Hollis plans wine tasting to raise funds for adding resources to center
The Hollis Renewal Center will be playing host to its fourth annual wine tasting event this weekend in an effort to add resources to the facility to enhance its visitors’ experiences.
The wine tasting will be from 4 p.m. to 6 p.m. Sunday, June 27, at the Hollis Renewal Center at 110th Street and Kansas Avenue in Bonner Springs.
For the past three years, the event had been tied to the center’s capital campaign to raise money for a new Meadow Cottage and campus restrooms. While donations are still needed for those projects, Hollis Director Dave Mareske said the fourth annual event would be geared toward funds for a new resource center for Hollis visitors.
The plan is to turn part of the Welcome Center into a resource center in which materials such as CDs and books will be available for checkout to enhance visitors’ stays. While the Hollis Renewal Center doesn’t offer programs to visitors itself, Mareske said instead the center offers its facilities for various groups and individuals to use.
Part of the project includes replacing the building’s carpet and the purchase of various educational and inspirational materials Mareske said would enhance the Hollis experience and fill in the gaps of various programs being presented by organizations using the Hollis facilities.
“We’d like to have a set amount of resources available to enhance people’s spiritual renewals,” Mareske said of the idea to stock books offering spiritual guidance.
The center has on average two groups visiting during the weekend and another two visiting during the week. Mareske said the center would host about 5,000 to 6,000 people each year on the property.
“A lot of people use our facility.
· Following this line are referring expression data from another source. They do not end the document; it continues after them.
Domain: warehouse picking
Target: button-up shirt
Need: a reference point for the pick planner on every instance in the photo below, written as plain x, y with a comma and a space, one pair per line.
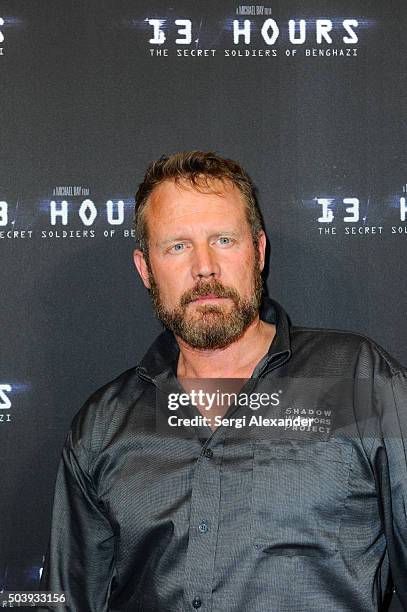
295, 503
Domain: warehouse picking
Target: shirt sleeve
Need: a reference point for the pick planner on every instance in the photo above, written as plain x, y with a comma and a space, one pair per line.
80, 555
391, 470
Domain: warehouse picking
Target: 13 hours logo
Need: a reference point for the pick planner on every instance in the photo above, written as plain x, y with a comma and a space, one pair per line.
5, 403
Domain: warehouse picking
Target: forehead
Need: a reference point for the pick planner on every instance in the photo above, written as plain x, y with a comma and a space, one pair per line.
178, 202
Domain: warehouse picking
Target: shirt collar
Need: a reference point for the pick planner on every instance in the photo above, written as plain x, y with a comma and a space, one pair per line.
164, 351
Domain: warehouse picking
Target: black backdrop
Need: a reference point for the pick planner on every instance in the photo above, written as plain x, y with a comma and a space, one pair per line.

We want to augment their stays and try to provide different experiences for them,” Mareske said of the desire for more resource materials in a central location.
The center is owned by 28 congregations — mostly of Lutheran denomination — throughout the Kansas City area, which provide about 15 percent of the center’s budget. Another 20 percent comes from the fees associated with use of the facility, which leaves 65 percent of the budget needing to come from individual donations.
The wine tasting event is just one of several ways Mareske says the center tries to thank those who donate to the Hollis mission.
On hand at the wine event will be wine expert Greg Wegst, who will select about six different wines for people to sample. Wegst will be available to talk with participants about each wine, as well as food pairings.
With a hammered dulcimer softly playing in the background, Mareske said the event has a soothing, open house feel where the public can mingle and enjoy the wine. Platters of cheese, crackers and fruit will also be offered.